A senior men’s lacrosse player, Brooks has overcome many obstacles that life has thrown at him to become the best version of himself and for his teammates. This season, he overcame an injury that most would call season-ending, to battle back through recovery and rejoin the Cavalier team in the NCAA tournament.
In just five games, he totaled nine points on eight goals and an assist, eight ground balls and a caused turnover. Two of those goals helped the squad win the program’s first-ever National Championship, in a 16-12 victory over Amherst College in Lincoln Financial.
For his career, he played 62 games for 186 points (149 goals, 37 assists), 109 ground balls and nine caused turnovers.
In his four seasons, he was a four-time conference champion with four NCAA tournament appearances. A three-time All-Confernce honoree, he was a two-time USILA All-American, ECAC All-Star, and IMLCA All-Region.
Brooks graduated with a 3.96 cumulative grade-point average and a degree in business management. A member of the Philadelphia Inquirer Academic All-Area team, he was also a four-time honoree for Academic All-Conference.
Outside of his efforts on the field and classroom, Brooks has given back to the community, speaking in auditoriums to over 20 schools about addiction, and further, what addiction looks like, the consequences associated with it, and a message about recovery. He is an active member in the recovery community, helping men of all ages overcome challenges related to attaining and sustaining sobriety.
“Athletics has always allowed me to find purpose,” Brook said. “Purpose in perfecting a craft that will only be used few times in crucial moments of competition. Purpose in being the best teammate possible so in those moments I can trust and be trusted by my fellows.
“Athletics has provided a world where I can see that the teams interests is more important than my own. My experiences have taught me how to be coachable, how to win with class, cope with defeat, and how to gain strength from my mistakes.”

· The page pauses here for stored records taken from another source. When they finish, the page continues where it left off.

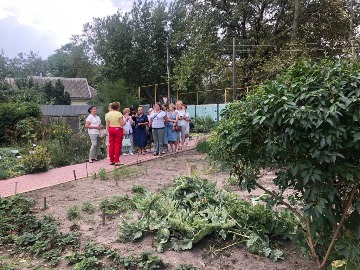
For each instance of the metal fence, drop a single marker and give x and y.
(212, 110)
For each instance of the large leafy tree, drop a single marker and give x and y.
(72, 61)
(305, 126)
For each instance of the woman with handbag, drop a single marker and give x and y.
(181, 123)
(93, 124)
(172, 133)
(157, 121)
(128, 136)
(107, 134)
(115, 123)
(141, 123)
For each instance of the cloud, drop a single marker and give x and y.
(21, 38)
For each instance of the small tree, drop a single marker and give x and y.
(305, 126)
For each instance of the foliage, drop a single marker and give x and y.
(38, 160)
(185, 266)
(73, 212)
(55, 94)
(11, 114)
(69, 149)
(42, 238)
(111, 91)
(29, 130)
(88, 208)
(116, 205)
(203, 147)
(138, 189)
(304, 125)
(128, 172)
(191, 209)
(93, 256)
(204, 124)
(10, 165)
(102, 174)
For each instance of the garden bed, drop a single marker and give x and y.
(153, 176)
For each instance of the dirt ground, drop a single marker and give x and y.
(156, 174)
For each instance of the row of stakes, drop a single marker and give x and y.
(103, 212)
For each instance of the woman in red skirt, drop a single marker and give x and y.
(115, 123)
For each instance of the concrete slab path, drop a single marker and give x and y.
(30, 182)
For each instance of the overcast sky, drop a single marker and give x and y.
(45, 25)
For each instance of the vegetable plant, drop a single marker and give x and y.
(305, 126)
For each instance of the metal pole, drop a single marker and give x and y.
(168, 70)
(234, 71)
(352, 29)
(155, 94)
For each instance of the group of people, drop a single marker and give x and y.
(166, 127)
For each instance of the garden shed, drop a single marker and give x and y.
(66, 114)
(78, 88)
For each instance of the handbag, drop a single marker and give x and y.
(102, 133)
(126, 142)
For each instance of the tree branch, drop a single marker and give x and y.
(341, 223)
(281, 200)
(311, 245)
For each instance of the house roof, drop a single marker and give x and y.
(67, 110)
(78, 88)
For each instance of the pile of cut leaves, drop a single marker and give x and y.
(192, 208)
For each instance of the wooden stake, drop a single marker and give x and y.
(103, 216)
(44, 204)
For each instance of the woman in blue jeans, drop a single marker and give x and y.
(157, 121)
(128, 132)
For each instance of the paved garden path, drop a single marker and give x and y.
(30, 182)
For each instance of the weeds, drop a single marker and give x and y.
(185, 213)
(116, 205)
(102, 174)
(73, 212)
(88, 208)
(41, 238)
(138, 189)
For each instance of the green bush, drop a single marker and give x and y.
(204, 124)
(11, 114)
(305, 126)
(74, 151)
(88, 208)
(10, 166)
(73, 212)
(3, 174)
(38, 160)
(203, 147)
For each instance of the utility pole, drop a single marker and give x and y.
(234, 71)
(295, 27)
(168, 70)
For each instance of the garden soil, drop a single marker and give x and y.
(154, 175)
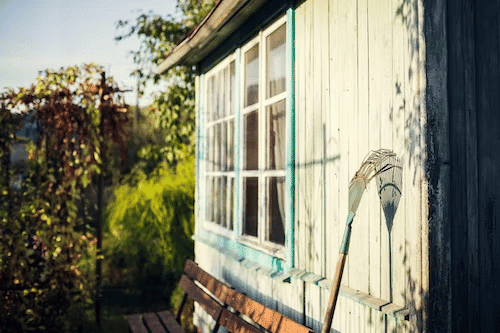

Athletics has provided a world where nothing else matters except the moments within my practice and play. Any disagreements, obligations, or issues off the field has never entered my mind during play. Through this I have learned that competing is less about winning and losing and more about maximizing potential. I will forever be grateful for the relationships I have built and the memories I have made playing sports. It has truly been a privilege to play and compete.”